Ozzie woke up as slim beams of bright sunlight slid across his face. He grunted in dismay at the awakening. Yesterday’s disappointment was still churning through his mind, making him listless. It was snug inside the sleeping bag, and he could feel cool air on his face. Getting up was an effort.
“Damnit.”
Lying there moping wasn’t an option. That was too much like defeat, which he wasn’t going to admit. Not yet.
He unzipped his sleeping bag, and stretched lazily before shivering. All he was wearing were shorts and his last decent T-shirt. His hand felt around on the floor for his cord pants that he shoved his legs into. When he pulled on his check shirt there was a tearing sound as stitches popped along the sleeve.
“Not again!” When he examined the sleeve the split didn’t seem too bad.
He slipped into his old dark gray woolen fleece to keep the chill out while he put his boots on. Toes stuck out through the holes in the end of his socks. Today really was going to have to be sewing day. He gave his toes a closer look. The bruising had gone down. In fact, it had disappeared altogether. He couldn’t remember putting any salve on after giving the serial number pillar that very satisfactory kicking.

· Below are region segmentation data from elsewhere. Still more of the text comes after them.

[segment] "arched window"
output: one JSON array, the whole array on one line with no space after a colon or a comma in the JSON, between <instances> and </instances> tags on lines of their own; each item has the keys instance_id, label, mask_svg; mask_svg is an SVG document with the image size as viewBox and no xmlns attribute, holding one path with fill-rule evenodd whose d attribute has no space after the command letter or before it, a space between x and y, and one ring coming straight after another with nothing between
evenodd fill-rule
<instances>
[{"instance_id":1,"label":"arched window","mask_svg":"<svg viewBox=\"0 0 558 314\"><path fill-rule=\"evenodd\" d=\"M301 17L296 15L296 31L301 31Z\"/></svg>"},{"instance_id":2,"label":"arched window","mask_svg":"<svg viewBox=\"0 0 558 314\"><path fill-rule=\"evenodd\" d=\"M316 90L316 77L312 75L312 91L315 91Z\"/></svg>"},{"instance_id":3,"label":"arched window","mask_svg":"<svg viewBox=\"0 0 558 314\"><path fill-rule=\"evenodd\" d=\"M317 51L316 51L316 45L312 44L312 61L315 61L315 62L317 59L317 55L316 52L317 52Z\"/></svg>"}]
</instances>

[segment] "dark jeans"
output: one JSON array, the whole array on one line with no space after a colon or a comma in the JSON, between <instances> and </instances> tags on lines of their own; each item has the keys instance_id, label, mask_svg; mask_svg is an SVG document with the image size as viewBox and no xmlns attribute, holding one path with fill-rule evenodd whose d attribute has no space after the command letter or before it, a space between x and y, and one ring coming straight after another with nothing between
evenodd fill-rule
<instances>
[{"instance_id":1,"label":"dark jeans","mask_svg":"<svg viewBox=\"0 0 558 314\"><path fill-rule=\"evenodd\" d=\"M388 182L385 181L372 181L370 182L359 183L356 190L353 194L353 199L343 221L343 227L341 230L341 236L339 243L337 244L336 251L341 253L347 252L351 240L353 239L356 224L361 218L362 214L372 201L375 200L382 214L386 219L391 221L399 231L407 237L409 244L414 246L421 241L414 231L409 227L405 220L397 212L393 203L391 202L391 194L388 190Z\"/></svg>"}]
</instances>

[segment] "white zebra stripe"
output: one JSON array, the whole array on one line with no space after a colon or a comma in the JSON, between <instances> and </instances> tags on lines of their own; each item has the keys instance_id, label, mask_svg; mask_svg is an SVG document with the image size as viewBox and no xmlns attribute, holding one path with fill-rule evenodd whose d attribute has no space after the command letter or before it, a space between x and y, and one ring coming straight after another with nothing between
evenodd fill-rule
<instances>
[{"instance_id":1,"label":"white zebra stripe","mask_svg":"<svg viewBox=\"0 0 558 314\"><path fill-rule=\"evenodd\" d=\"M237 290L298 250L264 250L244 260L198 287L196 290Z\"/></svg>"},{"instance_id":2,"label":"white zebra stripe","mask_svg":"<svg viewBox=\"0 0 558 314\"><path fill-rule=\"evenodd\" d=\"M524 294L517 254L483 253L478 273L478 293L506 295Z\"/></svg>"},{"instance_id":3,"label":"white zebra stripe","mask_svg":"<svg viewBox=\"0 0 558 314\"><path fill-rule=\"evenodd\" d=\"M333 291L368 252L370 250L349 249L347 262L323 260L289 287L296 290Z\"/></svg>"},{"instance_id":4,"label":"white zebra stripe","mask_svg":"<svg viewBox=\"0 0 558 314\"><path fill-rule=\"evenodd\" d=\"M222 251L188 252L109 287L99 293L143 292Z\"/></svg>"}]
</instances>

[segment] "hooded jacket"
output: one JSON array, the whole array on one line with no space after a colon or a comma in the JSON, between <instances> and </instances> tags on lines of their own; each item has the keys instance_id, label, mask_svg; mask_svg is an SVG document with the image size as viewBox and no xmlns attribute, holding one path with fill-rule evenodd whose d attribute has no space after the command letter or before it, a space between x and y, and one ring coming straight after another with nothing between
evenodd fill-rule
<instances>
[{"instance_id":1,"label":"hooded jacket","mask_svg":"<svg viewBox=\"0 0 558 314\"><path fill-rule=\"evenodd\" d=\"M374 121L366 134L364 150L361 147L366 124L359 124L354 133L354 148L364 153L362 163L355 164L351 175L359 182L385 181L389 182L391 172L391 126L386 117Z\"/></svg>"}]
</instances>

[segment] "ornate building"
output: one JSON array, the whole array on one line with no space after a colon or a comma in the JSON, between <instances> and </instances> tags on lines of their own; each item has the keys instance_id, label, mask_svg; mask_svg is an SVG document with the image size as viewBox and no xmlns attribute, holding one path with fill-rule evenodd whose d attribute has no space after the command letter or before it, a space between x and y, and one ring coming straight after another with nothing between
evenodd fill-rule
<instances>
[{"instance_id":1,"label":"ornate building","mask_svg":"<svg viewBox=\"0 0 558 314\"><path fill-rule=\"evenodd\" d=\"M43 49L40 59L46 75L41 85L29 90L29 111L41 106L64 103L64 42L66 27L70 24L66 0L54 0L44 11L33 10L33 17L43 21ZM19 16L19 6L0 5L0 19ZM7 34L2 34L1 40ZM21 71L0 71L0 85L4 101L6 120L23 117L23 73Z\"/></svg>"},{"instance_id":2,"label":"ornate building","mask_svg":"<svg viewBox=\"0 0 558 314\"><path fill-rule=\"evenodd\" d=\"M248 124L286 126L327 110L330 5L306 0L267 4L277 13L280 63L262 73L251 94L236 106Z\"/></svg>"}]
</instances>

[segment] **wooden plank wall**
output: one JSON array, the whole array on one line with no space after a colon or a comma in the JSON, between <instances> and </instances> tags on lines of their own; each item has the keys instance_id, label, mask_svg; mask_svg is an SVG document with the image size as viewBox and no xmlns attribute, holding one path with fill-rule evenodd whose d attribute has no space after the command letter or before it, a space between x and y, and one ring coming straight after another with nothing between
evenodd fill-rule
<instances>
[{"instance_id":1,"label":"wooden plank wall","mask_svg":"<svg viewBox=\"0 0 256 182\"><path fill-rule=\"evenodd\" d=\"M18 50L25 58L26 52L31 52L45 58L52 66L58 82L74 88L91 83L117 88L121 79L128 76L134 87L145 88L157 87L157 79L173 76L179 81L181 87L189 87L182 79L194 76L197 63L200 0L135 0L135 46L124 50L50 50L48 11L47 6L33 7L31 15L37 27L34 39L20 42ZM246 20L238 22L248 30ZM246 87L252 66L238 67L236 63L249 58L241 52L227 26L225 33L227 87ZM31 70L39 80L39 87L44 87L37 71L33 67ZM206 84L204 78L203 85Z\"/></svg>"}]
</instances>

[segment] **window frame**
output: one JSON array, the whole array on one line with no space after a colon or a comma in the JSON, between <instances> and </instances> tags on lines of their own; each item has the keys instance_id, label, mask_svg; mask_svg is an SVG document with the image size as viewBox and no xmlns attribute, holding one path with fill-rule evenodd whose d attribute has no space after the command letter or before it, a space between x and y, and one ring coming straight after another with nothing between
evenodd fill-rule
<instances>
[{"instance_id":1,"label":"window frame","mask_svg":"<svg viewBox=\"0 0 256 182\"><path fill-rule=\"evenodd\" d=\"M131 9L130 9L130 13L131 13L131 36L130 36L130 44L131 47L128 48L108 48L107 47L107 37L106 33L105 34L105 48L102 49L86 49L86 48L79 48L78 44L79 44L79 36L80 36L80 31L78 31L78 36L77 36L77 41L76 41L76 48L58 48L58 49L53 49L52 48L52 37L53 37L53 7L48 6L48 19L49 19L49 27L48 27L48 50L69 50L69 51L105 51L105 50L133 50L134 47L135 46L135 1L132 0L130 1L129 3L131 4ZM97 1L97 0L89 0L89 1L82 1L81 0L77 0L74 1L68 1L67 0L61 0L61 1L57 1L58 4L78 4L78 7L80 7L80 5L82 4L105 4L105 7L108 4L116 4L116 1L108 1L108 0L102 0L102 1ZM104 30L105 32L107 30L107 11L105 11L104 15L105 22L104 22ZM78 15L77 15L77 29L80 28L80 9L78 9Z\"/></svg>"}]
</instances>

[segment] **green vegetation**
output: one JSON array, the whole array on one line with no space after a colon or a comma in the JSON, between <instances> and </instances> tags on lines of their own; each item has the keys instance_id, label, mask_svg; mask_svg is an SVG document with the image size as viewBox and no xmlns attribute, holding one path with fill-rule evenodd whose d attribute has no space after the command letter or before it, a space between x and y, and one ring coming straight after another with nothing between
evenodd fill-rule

Outside the little shelter, Orion had already rekindled the fire from yesterday’s embers. Two metal mugs were balanced on a slatelike shard of polyp above the flames, heating some water.
Orion looked up and gave Ozzie a welcome smile. “Five teacubes left. Two chocolate. Which do you want?”
“Oh, what the hell, let’s live—What?”
“Tea or chocolate?”
“I thought we finished the chocolate yesterday.”
Orion rummaged through the various packets he’d spread out around him and held up the cubes in a palm. They were all foil-wrapped: five silver, two gold with green stripes. “No. Bourneville Rich, with double cream. Your favorite.”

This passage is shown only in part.